Trauma and Disability: Private Disability Policies (Part II)
May 16, 2007
By Adler Giersch ps
Most victims of trauma recover sufficiently from their injuries to return to work. For some, however, traumatic injury leaves them unable to work in the long-term or permanently. Those in this situation may have two safety nets:
Social Security Disability Insurance (SSDI) and/or Supplemental Security Income (SSI);
Private disability insurance policies we previously addressed the basics of Social Security claims in our April 2007 article, “Trauma and Disability, Part I: Social Security Disability Insurance” is available here.
This article will focus on understanding the basics of private disability insurance policies.
Many employers provide Short and/or Long-Term Disability coverage in addition to regular sick-leave pay. Many individuals, particularly those who are self-employed, purchase individual disability policies to meet their specific needs. Though generally providing similar coverage, disability policies vary widely in specifics.

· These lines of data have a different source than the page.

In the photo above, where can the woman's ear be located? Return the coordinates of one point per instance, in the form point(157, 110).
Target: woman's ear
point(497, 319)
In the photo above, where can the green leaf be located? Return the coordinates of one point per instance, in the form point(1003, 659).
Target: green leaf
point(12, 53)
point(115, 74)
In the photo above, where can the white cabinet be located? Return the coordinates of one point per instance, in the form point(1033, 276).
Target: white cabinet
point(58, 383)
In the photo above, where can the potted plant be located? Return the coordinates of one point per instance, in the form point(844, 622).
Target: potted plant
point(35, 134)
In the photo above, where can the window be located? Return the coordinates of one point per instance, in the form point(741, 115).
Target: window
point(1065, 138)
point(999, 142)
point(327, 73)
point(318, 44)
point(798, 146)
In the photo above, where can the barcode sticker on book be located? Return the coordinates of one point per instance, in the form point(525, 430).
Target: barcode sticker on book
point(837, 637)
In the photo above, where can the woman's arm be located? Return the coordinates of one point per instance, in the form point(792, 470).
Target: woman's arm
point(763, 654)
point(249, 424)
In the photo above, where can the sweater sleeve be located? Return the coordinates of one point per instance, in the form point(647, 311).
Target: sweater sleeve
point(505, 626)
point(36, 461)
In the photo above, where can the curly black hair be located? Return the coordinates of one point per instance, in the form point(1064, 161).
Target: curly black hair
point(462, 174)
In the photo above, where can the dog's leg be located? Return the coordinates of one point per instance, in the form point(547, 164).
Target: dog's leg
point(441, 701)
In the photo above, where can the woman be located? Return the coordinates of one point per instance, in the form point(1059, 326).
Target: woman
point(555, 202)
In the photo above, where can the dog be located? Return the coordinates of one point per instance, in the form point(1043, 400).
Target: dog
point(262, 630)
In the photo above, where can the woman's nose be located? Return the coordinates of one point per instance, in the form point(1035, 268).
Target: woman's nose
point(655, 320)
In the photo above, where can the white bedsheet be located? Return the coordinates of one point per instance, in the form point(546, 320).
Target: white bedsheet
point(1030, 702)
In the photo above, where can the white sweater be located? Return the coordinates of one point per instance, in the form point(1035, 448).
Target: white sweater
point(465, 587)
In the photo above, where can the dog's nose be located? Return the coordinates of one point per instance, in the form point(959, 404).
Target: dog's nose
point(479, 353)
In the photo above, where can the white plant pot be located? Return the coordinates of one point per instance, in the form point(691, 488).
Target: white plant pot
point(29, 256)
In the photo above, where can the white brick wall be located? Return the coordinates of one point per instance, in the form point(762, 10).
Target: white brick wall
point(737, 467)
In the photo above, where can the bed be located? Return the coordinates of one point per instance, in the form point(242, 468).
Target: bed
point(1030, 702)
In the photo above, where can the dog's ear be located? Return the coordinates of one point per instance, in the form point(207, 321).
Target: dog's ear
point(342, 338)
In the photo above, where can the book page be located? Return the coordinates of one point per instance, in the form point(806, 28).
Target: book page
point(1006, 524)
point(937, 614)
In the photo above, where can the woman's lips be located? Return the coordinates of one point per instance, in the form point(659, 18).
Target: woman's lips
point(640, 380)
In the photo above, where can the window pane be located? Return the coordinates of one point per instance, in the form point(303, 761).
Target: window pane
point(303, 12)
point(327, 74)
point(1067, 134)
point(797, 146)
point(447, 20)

There are two general types of private disability policies:
- Short-Term Disability (STD) and
- Long-Term Disability (LTD)
These policies are often purchased together and are intended to dove-tail to provide continuity of benefits. Most Short Term Disability (STD) policies have a waiting period before benefits begin, usually a maximum of 14 days after onset of a disability. These policies then cover a portion of the wage earner’s income for a specified period, from several months but not longer than two years. Usually this period is only until the policyholder becomes eligible for benefits under a Long-Term Disability (LTD) policy. LTD policies usually have a waiting period of a few weeks to several months. This is called the “elimination period.” A common elimination period is 90 days.
Disability policies generally provide for payment of 40-70 percent of the policyholder’s income, tax-free. Providing less than 100% benefit is thought to give the policyholder incentive to return to work, if possible.

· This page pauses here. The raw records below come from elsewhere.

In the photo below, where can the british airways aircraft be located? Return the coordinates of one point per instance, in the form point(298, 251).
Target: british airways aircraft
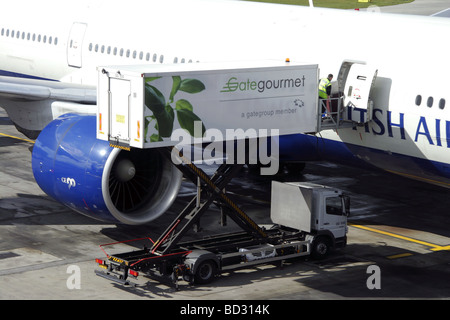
point(49, 51)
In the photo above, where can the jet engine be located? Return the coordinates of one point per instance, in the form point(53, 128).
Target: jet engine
point(109, 184)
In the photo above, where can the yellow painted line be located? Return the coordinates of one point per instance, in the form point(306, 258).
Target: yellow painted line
point(17, 138)
point(433, 247)
point(401, 255)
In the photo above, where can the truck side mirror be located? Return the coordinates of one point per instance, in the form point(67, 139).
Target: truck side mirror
point(345, 205)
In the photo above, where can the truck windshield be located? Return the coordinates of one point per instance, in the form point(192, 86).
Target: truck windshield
point(334, 206)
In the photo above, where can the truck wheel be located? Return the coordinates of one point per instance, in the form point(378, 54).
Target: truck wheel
point(321, 248)
point(205, 272)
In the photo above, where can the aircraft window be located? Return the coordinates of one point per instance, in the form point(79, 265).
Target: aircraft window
point(418, 100)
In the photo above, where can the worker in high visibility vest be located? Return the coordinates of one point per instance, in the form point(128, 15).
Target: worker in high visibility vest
point(324, 93)
point(325, 87)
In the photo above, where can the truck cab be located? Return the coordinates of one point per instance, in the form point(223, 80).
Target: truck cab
point(319, 211)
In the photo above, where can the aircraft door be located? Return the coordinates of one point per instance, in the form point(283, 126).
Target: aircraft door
point(74, 45)
point(357, 81)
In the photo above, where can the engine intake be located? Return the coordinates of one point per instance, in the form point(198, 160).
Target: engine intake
point(87, 175)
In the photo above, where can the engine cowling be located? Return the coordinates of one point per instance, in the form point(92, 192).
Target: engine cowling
point(87, 175)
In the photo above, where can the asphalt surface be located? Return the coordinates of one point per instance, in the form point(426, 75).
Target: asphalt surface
point(398, 225)
point(417, 7)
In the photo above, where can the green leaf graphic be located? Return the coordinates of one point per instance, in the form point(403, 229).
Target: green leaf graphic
point(192, 86)
point(175, 87)
point(184, 105)
point(186, 119)
point(155, 101)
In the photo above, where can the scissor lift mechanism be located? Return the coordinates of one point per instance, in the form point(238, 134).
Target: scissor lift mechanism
point(166, 257)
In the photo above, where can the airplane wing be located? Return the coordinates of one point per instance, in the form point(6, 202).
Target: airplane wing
point(444, 13)
point(12, 88)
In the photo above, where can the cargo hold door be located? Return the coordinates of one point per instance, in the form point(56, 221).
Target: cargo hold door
point(359, 81)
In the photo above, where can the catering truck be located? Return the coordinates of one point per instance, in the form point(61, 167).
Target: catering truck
point(168, 106)
point(308, 220)
point(146, 106)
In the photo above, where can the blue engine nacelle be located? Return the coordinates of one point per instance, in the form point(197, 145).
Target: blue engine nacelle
point(87, 175)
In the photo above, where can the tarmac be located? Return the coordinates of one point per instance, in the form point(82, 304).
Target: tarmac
point(398, 239)
point(397, 226)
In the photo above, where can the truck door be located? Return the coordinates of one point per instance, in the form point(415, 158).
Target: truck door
point(119, 93)
point(74, 45)
point(356, 81)
point(334, 218)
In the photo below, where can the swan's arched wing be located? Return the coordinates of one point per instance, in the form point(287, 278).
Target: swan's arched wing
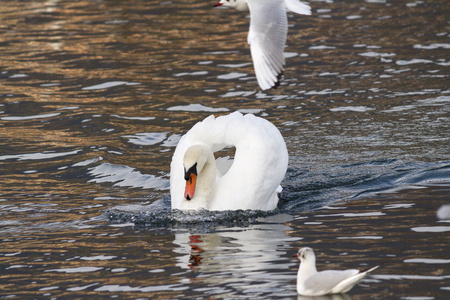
point(324, 282)
point(259, 166)
point(267, 38)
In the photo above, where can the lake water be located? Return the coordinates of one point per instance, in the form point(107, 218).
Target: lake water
point(94, 96)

To qualify for benefits under a disability policy, the claimant/policyholder must meet the contract definition of “disability.” There are three general categories of policy definitions; the differences are significant:
Own Occupation: This is the highest level of coverage provided under disability policies and is becoming increasingly rare in the industry. Disability under this type of contract is generally defined as: The inability to perform the material and substantial duties of your regular occupation. The insurance company will consider your occupation to be the occupation you were engaged in at the time you became disabled and will pay the claim even if you are working in some other capacity.

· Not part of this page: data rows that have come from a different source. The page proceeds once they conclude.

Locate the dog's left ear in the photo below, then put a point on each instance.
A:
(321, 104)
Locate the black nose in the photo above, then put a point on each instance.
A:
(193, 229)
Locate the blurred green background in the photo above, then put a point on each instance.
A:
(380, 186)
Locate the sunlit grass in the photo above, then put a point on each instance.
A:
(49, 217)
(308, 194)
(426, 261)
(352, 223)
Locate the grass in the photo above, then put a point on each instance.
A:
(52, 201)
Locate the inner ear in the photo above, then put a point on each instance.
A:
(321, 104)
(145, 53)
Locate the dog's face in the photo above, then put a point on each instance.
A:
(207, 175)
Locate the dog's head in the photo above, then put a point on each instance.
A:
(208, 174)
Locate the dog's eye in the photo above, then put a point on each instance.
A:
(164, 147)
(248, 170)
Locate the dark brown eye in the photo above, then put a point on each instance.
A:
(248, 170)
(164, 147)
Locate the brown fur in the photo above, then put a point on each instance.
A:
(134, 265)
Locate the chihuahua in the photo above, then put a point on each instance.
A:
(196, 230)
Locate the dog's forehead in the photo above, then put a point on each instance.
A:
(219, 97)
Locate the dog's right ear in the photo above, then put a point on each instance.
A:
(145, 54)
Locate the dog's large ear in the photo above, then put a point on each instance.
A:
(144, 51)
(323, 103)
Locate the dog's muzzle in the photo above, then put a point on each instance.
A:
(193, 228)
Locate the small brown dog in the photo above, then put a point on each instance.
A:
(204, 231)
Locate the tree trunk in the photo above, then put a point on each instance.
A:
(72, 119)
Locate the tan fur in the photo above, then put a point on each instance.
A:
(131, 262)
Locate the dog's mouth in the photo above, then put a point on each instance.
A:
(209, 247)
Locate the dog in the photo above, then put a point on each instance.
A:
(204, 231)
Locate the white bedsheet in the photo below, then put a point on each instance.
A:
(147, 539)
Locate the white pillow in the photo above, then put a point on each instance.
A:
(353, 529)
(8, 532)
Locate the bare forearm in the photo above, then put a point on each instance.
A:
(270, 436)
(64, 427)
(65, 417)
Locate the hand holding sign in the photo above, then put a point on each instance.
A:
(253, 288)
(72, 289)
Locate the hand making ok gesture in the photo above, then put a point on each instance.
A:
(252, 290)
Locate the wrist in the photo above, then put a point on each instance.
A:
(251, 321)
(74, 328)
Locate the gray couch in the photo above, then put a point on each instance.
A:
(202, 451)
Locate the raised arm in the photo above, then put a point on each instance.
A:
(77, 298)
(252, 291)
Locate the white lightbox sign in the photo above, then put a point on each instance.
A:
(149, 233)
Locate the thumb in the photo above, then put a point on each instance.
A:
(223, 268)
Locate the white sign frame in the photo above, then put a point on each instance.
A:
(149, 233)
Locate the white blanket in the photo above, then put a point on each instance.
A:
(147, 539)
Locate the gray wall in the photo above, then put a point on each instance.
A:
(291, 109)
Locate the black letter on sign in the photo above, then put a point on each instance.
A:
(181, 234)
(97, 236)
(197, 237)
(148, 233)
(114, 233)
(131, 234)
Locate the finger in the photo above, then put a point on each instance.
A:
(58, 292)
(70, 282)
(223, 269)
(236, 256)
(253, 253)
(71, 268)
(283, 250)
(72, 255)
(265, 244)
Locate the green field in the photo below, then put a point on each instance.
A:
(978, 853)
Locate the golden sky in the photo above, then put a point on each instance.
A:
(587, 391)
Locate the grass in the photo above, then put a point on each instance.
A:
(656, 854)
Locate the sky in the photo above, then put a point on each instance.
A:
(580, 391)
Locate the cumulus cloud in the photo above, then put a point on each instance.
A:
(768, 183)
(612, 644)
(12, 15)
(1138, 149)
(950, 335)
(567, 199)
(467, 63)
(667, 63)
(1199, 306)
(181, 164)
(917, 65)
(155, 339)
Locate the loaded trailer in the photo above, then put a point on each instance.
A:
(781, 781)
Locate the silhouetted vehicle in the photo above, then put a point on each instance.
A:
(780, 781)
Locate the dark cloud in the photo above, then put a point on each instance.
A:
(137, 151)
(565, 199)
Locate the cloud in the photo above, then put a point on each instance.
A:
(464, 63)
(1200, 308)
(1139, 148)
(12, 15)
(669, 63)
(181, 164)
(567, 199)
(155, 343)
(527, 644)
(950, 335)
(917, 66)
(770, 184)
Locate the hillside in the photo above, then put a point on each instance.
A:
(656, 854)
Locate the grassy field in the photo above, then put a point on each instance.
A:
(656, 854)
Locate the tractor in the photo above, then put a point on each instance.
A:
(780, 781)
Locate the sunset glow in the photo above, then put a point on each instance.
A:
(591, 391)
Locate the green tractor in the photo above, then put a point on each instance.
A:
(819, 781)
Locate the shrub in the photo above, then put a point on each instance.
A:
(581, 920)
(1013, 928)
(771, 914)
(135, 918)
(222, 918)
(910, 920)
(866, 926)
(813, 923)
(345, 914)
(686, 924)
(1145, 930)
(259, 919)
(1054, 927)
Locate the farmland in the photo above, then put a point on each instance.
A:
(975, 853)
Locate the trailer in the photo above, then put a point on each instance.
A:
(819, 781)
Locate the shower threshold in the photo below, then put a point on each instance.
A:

Income Replacement: This has become the most common policy definition. Most disability insurers have stopped offering Own Occupation coverage and have replaced the definition with Income Replacement, which usually states: Because of sickness or injury you are unable to perform the material and substantial duties of your occupation and are not engaged in any other occupation.
Gainful Occupation Coverage: This definition gives the insurer the broadest discretion in determining disability and is a very common definition in employer-sponsored policies. This definition provides: Because of sickness or injury you are unable to perform the material and substantial duties of your occupation, or any occupation for which you are deemed reasonably qualified by education, training and experience.
Since there is a substantial difference between the insurer’s potential pay-out under each of these definitions, there is also a difference in the premiums charged for each. When purchasing a disability policy, the least costly policies will invariably use the Gainful Occupation definition, effectively rendering the policy nearly useless unless the policyholder is completely unable to do any work of any type or pay level.
Coordination of claims arising out of a traumatic injury is an important aspect of legal representation of a person with a disability. The majority of conflict and litigation under disability policies arises from these contract definitions. Employer-provided disability policies are subject to the Employee Retirement Income Security Act (ERISA). This is a federal law that sets standards for employer-based health and pension plans. ERISA is a complex law which, in part, governs how litigation around disability policy disputes must be handled. When a conflict arises between a claimant and a disability insurer, the claimant should consult with an attorney versed in ERISA requirements promptly.
Disability and insurance laws are complex and frequently changing. Patients who have been injured and potentially disabled should seek consultation with an attorney knowledgeable about long-term injuries, insurance claims and personal injury and disability laws in order to protect their access to health care and income benefits.
Most health care providers will, at some point, encounter a patient who is disabled from work. It is also true that healthcare providers are not immune from their own trauma and disability. As a result, it is useful to consider the following:
Re-evaluate your own private disability policy to make sure you understand the actual definition of disability used by your insurer. If disability strikes, make sure that you and your practice are protected. Too often, healthcare professionals are sold a “hollow” disability policy such as “gainful occupation coverage.” This allows the disability insurer to claim no disability unless you are unable to do any type of work, regardless of pay.
Ensure that patients’ chart notes clearly reflect any work restrictions and/or disabilities.
Advise patients with disabilities to seek legal consultation with an attorney focused on personal injury and disability law.